A colorful clash between the St. Louis Blues and the Detroit Red Wings on Saturday, Feb. 24, sent ESPN NHL reporter Leah Hextall up the leaderboard as well. (From 1979 to 2017, the Red Wings played in Joe Louis Arena: the building’s namesake, a Detroit native, was known as the Brown Bomber, which would have added to the colorful motif. The Red Wings have since moved to Little Caesars Arena, and anyway, we’re digressing.) That day, her 56th American national NHL telecast as a reporter allowed Hextall to pass Darren Pang for 10th place on that list. Bob Wischusen and Kevin Weekes called the game for ABC: Wischusen and the Blues were both involved in Hextall’s tying game, a Presidents’ Day matinee against the Maple Leafs, the previous Monday. Ryan Callahan handled color for the Monday game.
The dean of active NBA sideline reporters, Lisa Salters, reached her septuacentennial milestone later that night. The Celtics-Knicks game at Madison Square Garden on ABC was Salters’ 700th national telecast between the NBA and NFL: only Craig Sager has more sideline appearances in the four major American listings and Oake joins the list when we add Canadian NHL work. The game also broke a tie with Fox baseball insider Ken Rosenthal, who had 699 reporter credits at that point. Breen, Redick and Burke called the game with Salters: Breen and Burke also worked with her when she tied Rosenthal on the Feb. 10 Suns-Warriors game.

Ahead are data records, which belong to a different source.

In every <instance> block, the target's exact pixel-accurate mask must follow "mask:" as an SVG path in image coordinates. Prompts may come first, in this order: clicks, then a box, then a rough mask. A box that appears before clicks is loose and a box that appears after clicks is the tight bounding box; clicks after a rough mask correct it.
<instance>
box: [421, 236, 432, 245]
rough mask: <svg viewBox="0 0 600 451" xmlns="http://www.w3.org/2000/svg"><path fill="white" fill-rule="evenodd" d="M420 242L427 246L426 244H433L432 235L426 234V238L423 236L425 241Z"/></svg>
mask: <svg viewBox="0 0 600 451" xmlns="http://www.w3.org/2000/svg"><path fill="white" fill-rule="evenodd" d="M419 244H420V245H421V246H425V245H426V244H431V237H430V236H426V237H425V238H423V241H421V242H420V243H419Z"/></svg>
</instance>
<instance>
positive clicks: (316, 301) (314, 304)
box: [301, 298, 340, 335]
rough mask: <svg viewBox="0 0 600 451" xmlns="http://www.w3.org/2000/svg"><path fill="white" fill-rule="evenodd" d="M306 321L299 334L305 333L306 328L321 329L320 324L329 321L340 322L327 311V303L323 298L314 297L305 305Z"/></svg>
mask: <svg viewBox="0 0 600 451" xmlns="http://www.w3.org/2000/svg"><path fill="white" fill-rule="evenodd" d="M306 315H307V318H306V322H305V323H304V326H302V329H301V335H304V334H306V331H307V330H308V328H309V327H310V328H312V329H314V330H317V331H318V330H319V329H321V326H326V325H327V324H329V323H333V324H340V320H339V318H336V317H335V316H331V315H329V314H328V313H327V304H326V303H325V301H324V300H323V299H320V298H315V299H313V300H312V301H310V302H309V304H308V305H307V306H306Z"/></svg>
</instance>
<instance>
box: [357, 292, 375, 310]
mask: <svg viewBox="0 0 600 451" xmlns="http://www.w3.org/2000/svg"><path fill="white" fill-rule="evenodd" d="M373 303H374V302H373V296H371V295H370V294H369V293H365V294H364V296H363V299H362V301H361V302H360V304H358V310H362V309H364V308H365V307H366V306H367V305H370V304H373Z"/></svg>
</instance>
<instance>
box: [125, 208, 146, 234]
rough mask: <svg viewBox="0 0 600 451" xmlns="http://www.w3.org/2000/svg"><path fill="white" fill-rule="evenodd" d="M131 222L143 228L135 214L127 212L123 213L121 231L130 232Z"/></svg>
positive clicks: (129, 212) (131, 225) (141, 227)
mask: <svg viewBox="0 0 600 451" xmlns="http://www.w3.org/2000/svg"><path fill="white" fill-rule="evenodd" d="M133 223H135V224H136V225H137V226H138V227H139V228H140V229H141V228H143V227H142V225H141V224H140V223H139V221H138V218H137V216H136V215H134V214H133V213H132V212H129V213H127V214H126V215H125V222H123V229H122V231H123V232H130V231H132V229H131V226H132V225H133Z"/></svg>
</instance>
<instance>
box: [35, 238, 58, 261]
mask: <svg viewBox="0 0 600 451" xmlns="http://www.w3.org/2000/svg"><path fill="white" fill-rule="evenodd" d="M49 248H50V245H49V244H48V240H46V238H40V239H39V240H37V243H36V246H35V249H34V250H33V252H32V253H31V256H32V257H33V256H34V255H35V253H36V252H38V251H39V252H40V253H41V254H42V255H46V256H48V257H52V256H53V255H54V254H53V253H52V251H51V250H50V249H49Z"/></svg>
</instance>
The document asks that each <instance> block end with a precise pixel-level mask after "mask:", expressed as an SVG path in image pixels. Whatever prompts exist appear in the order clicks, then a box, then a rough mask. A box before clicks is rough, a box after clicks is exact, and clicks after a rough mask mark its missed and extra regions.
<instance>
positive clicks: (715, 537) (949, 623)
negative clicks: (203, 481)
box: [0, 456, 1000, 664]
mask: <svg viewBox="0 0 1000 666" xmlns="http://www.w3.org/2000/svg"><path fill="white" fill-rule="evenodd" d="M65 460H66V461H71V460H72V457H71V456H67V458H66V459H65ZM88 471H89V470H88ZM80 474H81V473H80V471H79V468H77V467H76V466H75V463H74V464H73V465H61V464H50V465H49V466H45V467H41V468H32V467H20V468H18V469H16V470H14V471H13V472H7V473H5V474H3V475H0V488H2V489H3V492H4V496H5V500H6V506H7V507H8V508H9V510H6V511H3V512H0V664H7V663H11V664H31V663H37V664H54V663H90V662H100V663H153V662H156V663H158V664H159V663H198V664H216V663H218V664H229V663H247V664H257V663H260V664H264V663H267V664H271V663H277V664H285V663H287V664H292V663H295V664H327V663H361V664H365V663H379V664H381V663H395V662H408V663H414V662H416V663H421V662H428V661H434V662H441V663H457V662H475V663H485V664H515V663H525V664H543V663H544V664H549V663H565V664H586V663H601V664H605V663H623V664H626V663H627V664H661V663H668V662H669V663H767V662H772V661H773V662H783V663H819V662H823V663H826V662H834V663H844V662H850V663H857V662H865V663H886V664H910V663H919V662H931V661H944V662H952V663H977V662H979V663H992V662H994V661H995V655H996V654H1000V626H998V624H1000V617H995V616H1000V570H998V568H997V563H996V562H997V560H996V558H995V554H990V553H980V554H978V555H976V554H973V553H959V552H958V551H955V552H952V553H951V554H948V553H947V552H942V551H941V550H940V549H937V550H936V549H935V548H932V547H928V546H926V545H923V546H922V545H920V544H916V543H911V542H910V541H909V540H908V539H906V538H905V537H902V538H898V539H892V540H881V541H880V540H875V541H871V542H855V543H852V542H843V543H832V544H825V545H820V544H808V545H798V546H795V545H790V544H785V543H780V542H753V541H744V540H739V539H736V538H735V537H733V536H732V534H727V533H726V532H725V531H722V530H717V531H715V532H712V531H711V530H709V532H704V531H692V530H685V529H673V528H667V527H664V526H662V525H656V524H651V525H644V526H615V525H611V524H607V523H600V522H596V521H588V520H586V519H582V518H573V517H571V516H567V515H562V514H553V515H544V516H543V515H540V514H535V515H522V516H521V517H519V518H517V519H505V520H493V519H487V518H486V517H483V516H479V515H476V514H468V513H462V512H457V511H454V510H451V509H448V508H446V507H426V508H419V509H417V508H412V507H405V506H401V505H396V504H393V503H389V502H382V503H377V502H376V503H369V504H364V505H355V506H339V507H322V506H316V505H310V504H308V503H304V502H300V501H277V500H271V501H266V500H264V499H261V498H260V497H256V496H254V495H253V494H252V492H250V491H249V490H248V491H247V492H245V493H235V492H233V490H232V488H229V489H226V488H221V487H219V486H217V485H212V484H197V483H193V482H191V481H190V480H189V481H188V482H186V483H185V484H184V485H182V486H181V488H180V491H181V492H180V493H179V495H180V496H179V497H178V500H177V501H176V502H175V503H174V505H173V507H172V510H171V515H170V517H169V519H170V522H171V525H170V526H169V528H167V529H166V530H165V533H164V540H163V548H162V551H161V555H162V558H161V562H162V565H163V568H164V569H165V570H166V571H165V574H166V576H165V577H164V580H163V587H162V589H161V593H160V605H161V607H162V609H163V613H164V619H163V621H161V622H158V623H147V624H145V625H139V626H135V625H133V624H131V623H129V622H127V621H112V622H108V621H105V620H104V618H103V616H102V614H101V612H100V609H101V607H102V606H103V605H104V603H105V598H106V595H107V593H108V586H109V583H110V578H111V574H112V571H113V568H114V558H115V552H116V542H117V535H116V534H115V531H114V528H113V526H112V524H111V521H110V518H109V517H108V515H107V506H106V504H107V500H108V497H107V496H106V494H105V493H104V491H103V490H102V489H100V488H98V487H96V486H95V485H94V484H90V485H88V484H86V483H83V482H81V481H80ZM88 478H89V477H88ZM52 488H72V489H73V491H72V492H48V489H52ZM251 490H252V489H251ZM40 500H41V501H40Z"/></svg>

ESPN reporter Cassidy Hubbarth got in on the action on Sunday, Feb. 25, when she passed Heather Cox for ninth place on the NBA courtside reporter list by working her 182nd national telecast. Brown and Dave Pasch joined Hubbarth from the city of American independence as the 76ers hosted the Bucks. Hubbarth tied Cox on Feb. 11 with a Celtics-Heat game alongside Redick, Ryan Ruocco and Richard Jefferson.
As February drew to a close, Craig Simpson had lined himself up for another leaderboard pass, but that bit of detail will have to wait until this series moves along to March.